Programming language: Rust 1.58 expands format strings and narrows the path

The Rust team has released version 1.58 of the programming language in a scheduled six-week cycle. The third release in the Rust 2021 edition brings only a few innovations. The expansion of format strings and the adjustments to the struct are particularly noteworthy Command on Windows.

Format strings can accept arguments from the environment via an identifier enclosed in curly brackets. Until now, these had to be directly in the instruction and be identifiable by their position or their name.
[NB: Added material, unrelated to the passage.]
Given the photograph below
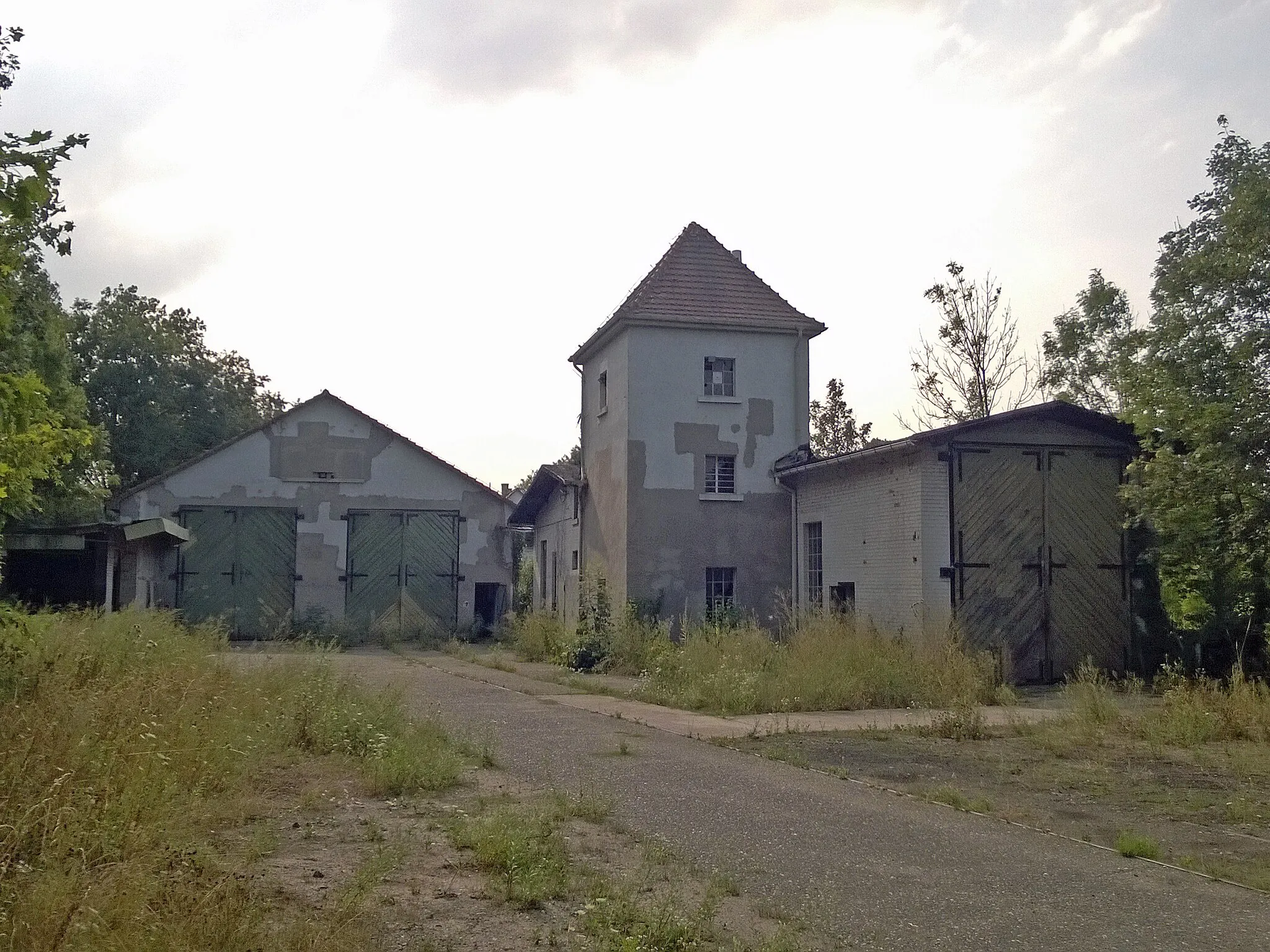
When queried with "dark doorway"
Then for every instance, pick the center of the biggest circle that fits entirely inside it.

With Rust 1.58, the arguments can also be previously defined in the same scope, as in the following small example from the Rust blog:

// Neu in Rust 1.58:

let person = get_person();
// ...
println!("Hello, {person}!"); // captures the local `person`

// Schon vorher erlaubt:

println!("Hello, {}!", get_person());        // implicit position
println!("Hello, {0}!", get_person());       // explicit index
println!("Hello, {person}!", person = get_person()); // named

The identifiers can be used not only for text parts, but also for formatting parameters such as width$ use. However, Rust only processes pure identifiers. If you want to use expressions or other complex integrations in format strings, you must first assign them to an identifier or include the expression directly in the statement as in the previous procedure.

In Rust 2021, which started with version 1.56, the integration of the identifiers also works in panic!-Macros that version 1.57 had stabilized for extended use. Rust 2015 and 2018 process the content of panic!("{ident}") however, not as a format string but as an unformatted string. In interaction with the older editions, the compiler therefore spits out a warning that the command will probably not have the desired effect.

On Windows, the current Rust release narrows the search path for executable files. The structure std::process::Command no longer includes the current directory. The behavior is the historical working of the createProcess-API owed on Windows.

The command prompt under Windows also takes the current directory in the path that PowerShell, on the other hand, does not for security reasons. The makers of the Go programming language also recognized the security gap in 2021. Since then ignored the command go-get the current directory on Windows.

With the adjustment, Rust removes another legacy from the search path and no longer includes the 16-bit Windows system directory.

Other innovations in Rust 1.58 such as the extended use of #[must_use] in the standard library can be found on the Rust blog. As usual, developers who already have Rust installed can update the current release rustup update stable download. For those who aren’t already using Rust, das rustup-Tool available separately on the download page.